With this information in hand, says the EMA, companies should look to “[p]comprehensive assessment of the impact of safety issues detected on the benefit-risk ratio of vaccines, taking into account exposure and efficacy data.
Vulnerable populations such as pregnant women and the elderly should benefit from enhanced active surveillance, and the plan should include a way to engage with stakeholders, including those who have been vaccinated and those working in health, as well. as marketing authorization holders (MAHs) and their international partners.
All relevant information should be reported and pharmaceutical companies should have a plan for “prompt and effective communication of new information” arising from surveillance activities. In addition to the biannual periodic safety update reports (PSUR) required by good pharmacovigilance practices (GVP), MA holders must submit monthly summary reports. These reports should include “information on suspected adverse reactions reported, including adverse events of special interest (AESI) and sales data,” as well as other data, the EMA said.

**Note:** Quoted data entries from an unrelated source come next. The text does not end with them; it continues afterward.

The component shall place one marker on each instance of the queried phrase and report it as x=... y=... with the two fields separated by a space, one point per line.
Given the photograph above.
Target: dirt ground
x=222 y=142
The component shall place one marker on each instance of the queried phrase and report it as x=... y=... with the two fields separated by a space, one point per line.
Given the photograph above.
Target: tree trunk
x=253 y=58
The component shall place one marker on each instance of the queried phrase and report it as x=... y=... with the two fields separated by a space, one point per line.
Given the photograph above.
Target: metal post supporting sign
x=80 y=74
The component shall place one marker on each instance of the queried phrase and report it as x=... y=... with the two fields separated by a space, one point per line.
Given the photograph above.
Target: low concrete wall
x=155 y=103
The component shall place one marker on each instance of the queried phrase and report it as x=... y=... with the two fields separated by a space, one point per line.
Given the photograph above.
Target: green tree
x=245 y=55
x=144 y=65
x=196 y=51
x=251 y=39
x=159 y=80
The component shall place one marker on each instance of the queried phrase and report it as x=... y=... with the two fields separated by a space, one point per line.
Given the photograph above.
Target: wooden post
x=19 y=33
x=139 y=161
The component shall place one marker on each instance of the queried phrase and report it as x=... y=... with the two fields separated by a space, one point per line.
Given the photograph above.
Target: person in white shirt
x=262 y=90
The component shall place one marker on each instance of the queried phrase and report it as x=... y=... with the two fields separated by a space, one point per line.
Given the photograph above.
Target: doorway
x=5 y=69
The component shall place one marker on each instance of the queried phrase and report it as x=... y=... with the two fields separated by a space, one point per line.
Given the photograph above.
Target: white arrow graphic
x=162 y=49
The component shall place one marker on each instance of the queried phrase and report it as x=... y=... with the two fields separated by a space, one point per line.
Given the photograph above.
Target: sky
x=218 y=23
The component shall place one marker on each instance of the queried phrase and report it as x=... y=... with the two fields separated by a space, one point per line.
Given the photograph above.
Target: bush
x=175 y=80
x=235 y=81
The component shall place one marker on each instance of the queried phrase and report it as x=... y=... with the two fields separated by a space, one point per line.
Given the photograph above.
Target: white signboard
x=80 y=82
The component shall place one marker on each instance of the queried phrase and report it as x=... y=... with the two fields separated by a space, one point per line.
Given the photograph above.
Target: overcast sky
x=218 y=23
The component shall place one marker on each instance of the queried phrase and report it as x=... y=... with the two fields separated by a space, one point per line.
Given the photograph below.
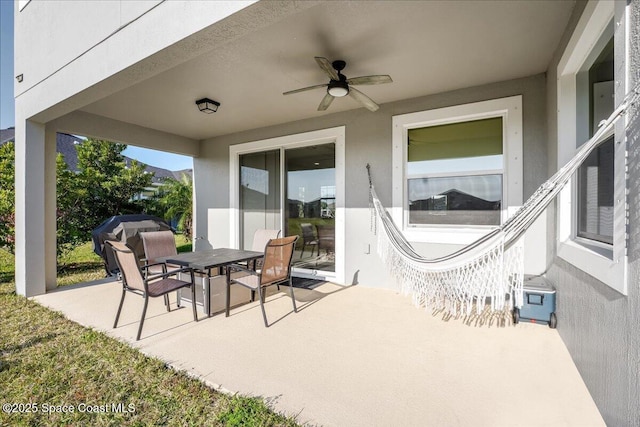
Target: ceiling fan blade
x=304 y=89
x=326 y=101
x=363 y=99
x=327 y=67
x=370 y=80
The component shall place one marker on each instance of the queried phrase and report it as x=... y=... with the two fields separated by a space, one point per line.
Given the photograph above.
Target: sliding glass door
x=311 y=205
x=293 y=190
x=260 y=194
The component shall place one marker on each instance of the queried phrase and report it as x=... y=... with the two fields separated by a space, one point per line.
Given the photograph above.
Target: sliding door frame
x=334 y=135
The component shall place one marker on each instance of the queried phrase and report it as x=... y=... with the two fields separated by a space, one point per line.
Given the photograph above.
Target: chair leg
x=144 y=312
x=293 y=299
x=264 y=314
x=193 y=302
x=115 y=324
x=226 y=314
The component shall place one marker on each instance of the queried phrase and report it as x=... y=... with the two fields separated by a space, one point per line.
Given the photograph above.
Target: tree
x=175 y=199
x=103 y=186
x=7 y=196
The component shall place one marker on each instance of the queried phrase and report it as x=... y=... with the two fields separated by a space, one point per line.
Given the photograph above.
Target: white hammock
x=489 y=269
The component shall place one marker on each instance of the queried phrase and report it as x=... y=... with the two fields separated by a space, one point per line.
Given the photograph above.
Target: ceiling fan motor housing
x=338 y=88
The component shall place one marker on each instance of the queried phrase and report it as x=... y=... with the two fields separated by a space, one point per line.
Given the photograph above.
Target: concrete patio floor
x=355 y=356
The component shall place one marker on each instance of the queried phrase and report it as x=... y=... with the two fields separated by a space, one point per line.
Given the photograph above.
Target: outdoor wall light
x=207 y=105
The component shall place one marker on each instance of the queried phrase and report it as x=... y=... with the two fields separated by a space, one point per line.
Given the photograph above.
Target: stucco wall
x=72 y=53
x=599 y=325
x=368 y=140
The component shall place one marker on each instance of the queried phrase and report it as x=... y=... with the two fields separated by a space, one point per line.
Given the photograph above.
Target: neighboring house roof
x=66 y=145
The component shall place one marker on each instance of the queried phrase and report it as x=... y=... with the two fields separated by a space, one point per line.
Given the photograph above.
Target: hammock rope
x=490 y=269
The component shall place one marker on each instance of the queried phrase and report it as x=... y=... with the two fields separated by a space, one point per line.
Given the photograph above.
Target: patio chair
x=308 y=238
x=159 y=244
x=136 y=281
x=276 y=270
x=260 y=239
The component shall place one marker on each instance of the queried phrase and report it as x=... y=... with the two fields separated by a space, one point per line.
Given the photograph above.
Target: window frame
x=607 y=263
x=510 y=109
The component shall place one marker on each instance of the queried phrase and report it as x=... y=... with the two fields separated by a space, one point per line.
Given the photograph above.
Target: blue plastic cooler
x=539 y=303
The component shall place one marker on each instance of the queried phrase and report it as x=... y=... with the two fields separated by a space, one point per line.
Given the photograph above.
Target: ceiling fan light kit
x=207 y=106
x=339 y=84
x=338 y=89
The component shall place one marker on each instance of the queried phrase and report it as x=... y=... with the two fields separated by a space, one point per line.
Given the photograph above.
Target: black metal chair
x=136 y=281
x=276 y=270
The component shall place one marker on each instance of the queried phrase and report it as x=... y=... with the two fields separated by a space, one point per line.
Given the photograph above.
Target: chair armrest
x=146 y=266
x=238 y=267
x=168 y=273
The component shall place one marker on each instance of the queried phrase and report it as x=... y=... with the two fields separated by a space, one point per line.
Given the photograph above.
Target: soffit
x=426 y=46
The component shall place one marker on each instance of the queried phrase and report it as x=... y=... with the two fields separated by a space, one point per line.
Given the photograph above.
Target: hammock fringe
x=485 y=278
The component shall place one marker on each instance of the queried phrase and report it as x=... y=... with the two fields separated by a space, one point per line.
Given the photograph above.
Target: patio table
x=205 y=261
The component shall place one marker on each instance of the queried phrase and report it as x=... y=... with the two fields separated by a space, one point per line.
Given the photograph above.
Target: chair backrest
x=307 y=232
x=157 y=244
x=261 y=237
x=128 y=263
x=278 y=254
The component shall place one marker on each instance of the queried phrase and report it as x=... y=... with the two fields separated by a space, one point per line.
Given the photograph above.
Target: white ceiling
x=426 y=46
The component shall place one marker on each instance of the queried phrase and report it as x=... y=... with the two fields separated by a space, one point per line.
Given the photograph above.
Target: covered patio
x=355 y=356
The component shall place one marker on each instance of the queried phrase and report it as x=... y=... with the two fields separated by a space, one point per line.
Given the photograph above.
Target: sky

Aggregated exposure data for each vaccine should be available for detection of safety signals and ongoing analysis of vaccines for particular populations, among others. The EMA also requires that MAHs have a traceability tool so that the vaccine and the lot are known for each individual vaccinated.
The accompanying core RMP19 advice was added as a result of EMA guidelines on the development and deployment of the COVID-19 vaccine. During a series of modules in the guide, MAHs are given guidance to flesh out the details of the RMP, including considerations for safety specifications, identification of identified significant risks, special populations for enhanced surveillance and a reactogenicity monitoring plan.
Where vaccine formulation and administration may affect the risk of adverse events, these details should also be addressed in the RMP.
Other topics not required but offered for consideration include the risk of vaccination errors that could occur in a mass vaccination scenario, what happens when individuals receive a mixed schedule of two different vaccines, and the need booster or revaccination.
The pharmacovigilance plan should include details of signal detection, including plans to “leverage the infrastructure and outcome of global efforts” to enumerate adverse events. The guide also provides details on the recommendations of the follow-up questionnaire.
Whether additional pharmacovigilance is required in addition to routine postmarketing safety activities will depend on a variety of factors, depending on the recommendations: missing information or whether, in addition to ongoing or planned clinical trials, a study Post-Authorization Safety Observational (PASS) is required.